I texted friends and loved ones: "So I have resigned. It's funny how things work out." Within the day, I received a barrage of messages and calls asking what happened, why I'd left a job that I professed love for, and if I was ok. I didn't reply to all of them because I am still myself trying to come to terms with what happened.

So, what did happen?

My boss called me into her office late that afternoon. I already sensed something was wrong weeks and weeks before this. I'd been getting funny looks from the higher-ups, and there was a general decrease in enthusiasm on her part since our tour in Navotas ended.

Do you feel you are doing a good job?, she asks.

I feel that I could do better, I say.

Then you agree with me that it might be better if the foundation was run by someone who had more experience with this kind of work? I don't know what direction you're taking the foundation, she explains.

I'm learning as I go along, I reply, you hired me knowing that I had no experience with NGO work.

Yes, but I thought that we would be able to work that out. As it stands, it looks like I may need someone better equipped to run things. I don't want to have to supervise it, like the way I do with you, since I have other businesses to take care of, she adds.

Ok. Then I'll hand in my resignation letter, I say.

It's nothing personal against you, she says, I feel awful doing this. I like you, I really do. I'll help you find work elsewhere. I'll keep in touch.

She was sad to do this to me two days before Christmas, but she reasoned that it would be better to do this now, so I could start fresh next year. Keeping a stiff upper lip, I turned over the files to her, and bid my officemates goodbye.

Just like that, I am back to square one.

And strangely enough, I feel free.

As most of you know, this has been my most challenging job yet. Though I did not know how, I had to try to build the structure of the foundation from the ground up. Because my boss did not want to hire anyone else to assist in the day-to-day operations of the foundation, I had to do everything myself, from choosing over 500 new books to include in the library, making stickers, driving long distances to bring speakers and story-tellers to the schools, to drafting sponsorship letters, etc.

In effect, because I was pre-occupied with doing other work that I should not have been doing, I was not able to concentrate on my core competencies (fund-raising and communications). I lost 25 pounds in three months because of stress and exhaustion.

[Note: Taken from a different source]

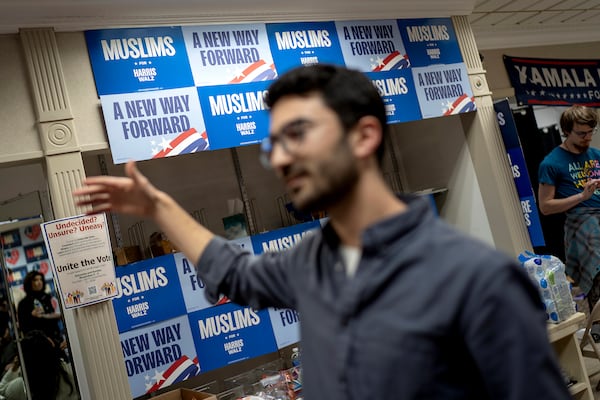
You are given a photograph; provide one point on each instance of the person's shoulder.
(15, 390)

But I believed in the nobility of the cause. I believed in what I was doing, and though there were many days when I felt blind and I didn't know how to go about things, I know I did the best that I could. Since the Navotas tour ended, I admit that I should have run the projects better than I did. I could have booked the schools for the next tour earlier, I could have done many things much more efficiently than I did, I could have planned better and I could have executed projects more smoothly than I did. But what's done is done. I became wiser because of this: hopefully, with my next job, I will be able to use what I learned here.

In the end, I was not ready for the demands of this job. But I was able to learn many things I would not have otherwise learned elsewhere. I met a lot of wonderful people with whom I have become great friends: Kuya Bodjie, Brian Vallesteros, the ALITAPTAP storytellers, among others. I was able to reconnect with people whom I haven't seen in years. And most of all, I gained a deeper understanding of myself.

So, the hunt begins again. Friends, if you know of any job openings in Publishing, Advertising, Teaching and now, NGO work, please let me know. Refer me, pimp me, make it known that I am ready and available. Like the last time, your assistance will be invaluable, no, necessary, for me to rise up again.

In lieu of our original plans, I have decided to go to Vigan alone this week. I will need to collect the scattered pieces of myself again, in solitude.

2006 will be better. It has to be. With your help, I will make it so.